Nowadays, the challenges faced by AI developers are the inability to collect high-quality data and the difficulty in detecting the quality of the collected data , because there is a lot of duplicate and outdated data in the data source, and the current automatic detection method reduces the accuracy and quality of the data. FirstBatch is inspired by the experience of improving data quality on open data platforms such as Hugging Face, Kaggle and Wikipedia.FirstBatch proposes to establish a decentralized open data center so that everyone can participate in data Screening, review and evaluation process. Doing so both relieves the processing pressure on a small team dedicated to ensuring the quality of the data set and prevents the data from being manipulated or tampered with by a single organization. If appropriate incentive mechanisms are implemented, these decentralized data open centers and community-based data review processes can ensure the quality of data when data flows in at high speed and in large quantities. Currently, Dria, a product of FirstBatch, is building such a decentralized global knowledge center.
The problems encountered by AI projects on storage are cost and maintenance issues. Faced with the growing amount of data and the subsequent increase in subscription fees, these users have also thought about purchasing larger space in advance to obtain discounts, but this is also a waste from an economic and technical perspective. FirstBatch chooses to store data on Arweave, which stores data permanently, thus protecting against the risk of data loss. Not only that, you can also create a shared data pool on it to allow everyone to store different data, so that different data can be stored in the same place, solving the problem of storing the same data in different places, causing waste of space and waste of storage costs. .
There will be some personally identifiable data in the data. This data is private. Exposing the screening of this data to a collaborative platform for thousands of people to review will violate some privacy regulations. . FirstBatch proposes to use zero-knowledge proof or DID technology before these private data enters the public data screening platform, so that future online activity data can be processed in a privacy-protecting mode.

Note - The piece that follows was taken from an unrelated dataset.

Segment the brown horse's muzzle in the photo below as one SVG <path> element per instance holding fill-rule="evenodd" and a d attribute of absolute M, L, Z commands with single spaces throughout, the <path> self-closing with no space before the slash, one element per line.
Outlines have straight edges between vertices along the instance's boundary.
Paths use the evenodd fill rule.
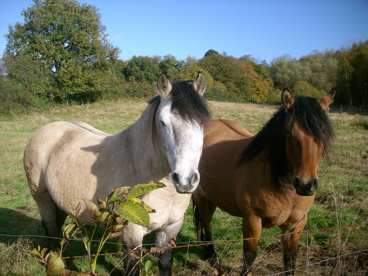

Many online platforms and media outlets have questioned AI companies’ use of copyrighted material, claiming that the training and use of AI models infringes on the original content. NFT makes the ownership of creative/intellectual property materials very clear and transparent due to the transparency and immutability of actions on the chain. These tokens can be used to verify and identify which materials are subject to what type of procedures, making the data cleansing process and responding to litigation easier.
Risks and challenges of decentralized solutions
Although decentralized solutions Good, butthe issue that remains is the risk posed by the user’s anonymity. For example, when it comes to regulatory issues around copyright or harmful content, anonymous violations can cause larger problems and put platforms at risk. When data is permanently stored on a decentralized network, the uploaded data may still contain harmful content. Even with public data review, it is still inevitable that the content will slip through the net.

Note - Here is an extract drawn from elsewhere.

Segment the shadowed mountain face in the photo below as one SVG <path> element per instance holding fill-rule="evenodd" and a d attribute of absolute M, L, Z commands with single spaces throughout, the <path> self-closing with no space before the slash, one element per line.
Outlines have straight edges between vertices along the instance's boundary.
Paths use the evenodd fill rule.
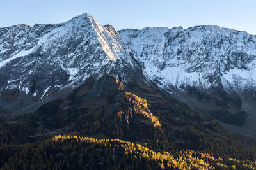
<path fill-rule="evenodd" d="M 255 43 L 87 13 L 0 28 L 0 168 L 253 169 Z"/>
<path fill-rule="evenodd" d="M 0 28 L 0 115 L 35 116 L 33 136 L 159 138 L 162 147 L 198 147 L 179 131 L 209 128 L 213 139 L 224 132 L 214 121 L 255 136 L 255 43 L 214 25 L 117 31 L 87 13 Z"/>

One of the current challenges is how to weight data volume and quality incentives. Because no matter how the platform is structured, there will always be people uploading more data of lower quality or data of higher quality but less quantity.
Summary
With the further development of decentralized AI data collection platforms, there will be more opportunities to promote better coordination paradigms to achieve Smoother data collection process. We also look forward to more good news from FirstBatch’s Dria on improving the quantity and quality of data.